Kommentar: Eine vertane Chance
Bei der sozialen Ausgewogenheit lässt das GKV-Sparpaket zu wünschen übrig. Ein Kommentar von Volker Finthammer, Korrespondent im Hauptstadtstudio des Deutschlandfunks.
Die Lücke von 20 Milliarden Euro im Bundeshaushalt für 2027 ist ohne Zweifel eine Herausforderung für die Koalition. Dass sich aber Finanzminister Lars Klingbeil (SPD) erneut bei den Beitragszahlern der gesetzlichen Krankenversicherung (GKV) bedient, ist ein politischer Fehlgriff. Dadurch wird auch das GKV-Sparpaket von Gesundheitsministerin Nina Warken (CDU) zu einer Minilösung mit kurzer Wirkungszeit.
„Wir machen das Gesundheitssystem für alle bezahlbar“, hatte Bundeskanzler Friedrich Merz nach der Verabschiedung der Reform im Bundeskabinett erklärt. Dennoch werden die Belastungen für die Versicherten steigen und wieder mal werden nur die Beitragszahler und Arbeitgeber zur Sanierung des Haushalts herangezogen. Privatversicherte Besserverdiener und Beamte bleiben außen vor. Dass die privaten Anbieter angesichts der Anhebung der Versicherungspflichtgrenze von einem Systembruch sprechen, markiert einmal mehr, wie sie sich aus der Solidargemeinschaft stehlen wollen.

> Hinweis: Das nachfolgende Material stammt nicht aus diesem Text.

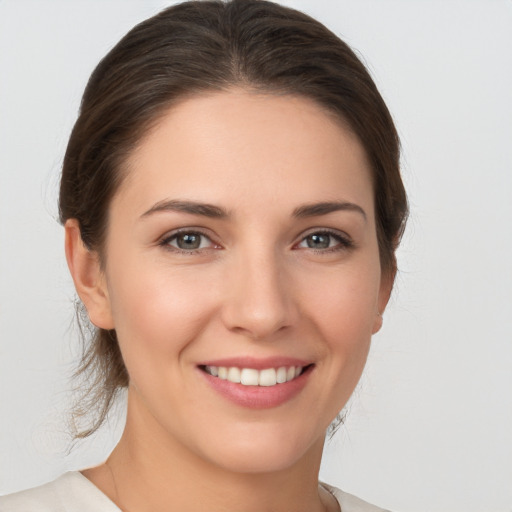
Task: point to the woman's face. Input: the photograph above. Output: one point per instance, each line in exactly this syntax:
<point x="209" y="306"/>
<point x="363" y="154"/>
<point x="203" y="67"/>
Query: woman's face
<point x="242" y="244"/>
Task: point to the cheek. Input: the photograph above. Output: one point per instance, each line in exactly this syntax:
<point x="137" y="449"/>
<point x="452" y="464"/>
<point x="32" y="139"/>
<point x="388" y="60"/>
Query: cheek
<point x="157" y="313"/>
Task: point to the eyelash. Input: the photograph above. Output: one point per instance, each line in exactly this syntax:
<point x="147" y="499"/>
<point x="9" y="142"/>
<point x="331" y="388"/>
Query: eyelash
<point x="344" y="242"/>
<point x="166" y="241"/>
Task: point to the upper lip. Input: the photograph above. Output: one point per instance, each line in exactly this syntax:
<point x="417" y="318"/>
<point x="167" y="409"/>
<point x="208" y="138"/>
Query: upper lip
<point x="256" y="363"/>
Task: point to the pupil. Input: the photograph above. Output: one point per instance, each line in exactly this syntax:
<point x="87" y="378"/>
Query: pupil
<point x="189" y="241"/>
<point x="318" y="241"/>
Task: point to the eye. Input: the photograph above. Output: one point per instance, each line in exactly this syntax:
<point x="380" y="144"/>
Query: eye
<point x="325" y="241"/>
<point x="188" y="241"/>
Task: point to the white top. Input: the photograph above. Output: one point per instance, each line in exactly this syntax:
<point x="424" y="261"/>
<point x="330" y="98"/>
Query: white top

„Die SPD muss sich fragen, was von ihren Ansprüchen geblieben ist.“
Korrespondent im Hauptstadtstudio des Deutschlandfunks
Dieses Davonstehlen gilt aber auch für die Koalition. Statt die einmalige Gelegenheit zu nutzen und die Reformvorschläge der Finanzkommission für die Übernahme der versicherungsfremden Leistungen entschieden anzugehen, setzt Schwarz-Rot das Spiel auf Zeit fort. Nur weil sich da offenbar die CSU sogar noch mutiger als die SPD erwiesen hat, gibt es jetzt eine Stufenlösung über ein Vierteljahrhundert hinweg. Doch wer garantiert, dass die in der nächsten Legislaturperiode nicht einkassiert wird?
Zudem hat der sozialdemokratische Finanzminister das Entgegenkommen sogleich noch für Kürzungen beim allgemeinen Bundeszuschuss genutzt. Gerade die SPD wird sich daher fragen müssen, was von ihren grundsätzlichen politischen Ansprüchen geblieben ist. Eine sozial gerechte Reform sähe anders aus und würde wirklich alle in die Pflicht nehmen.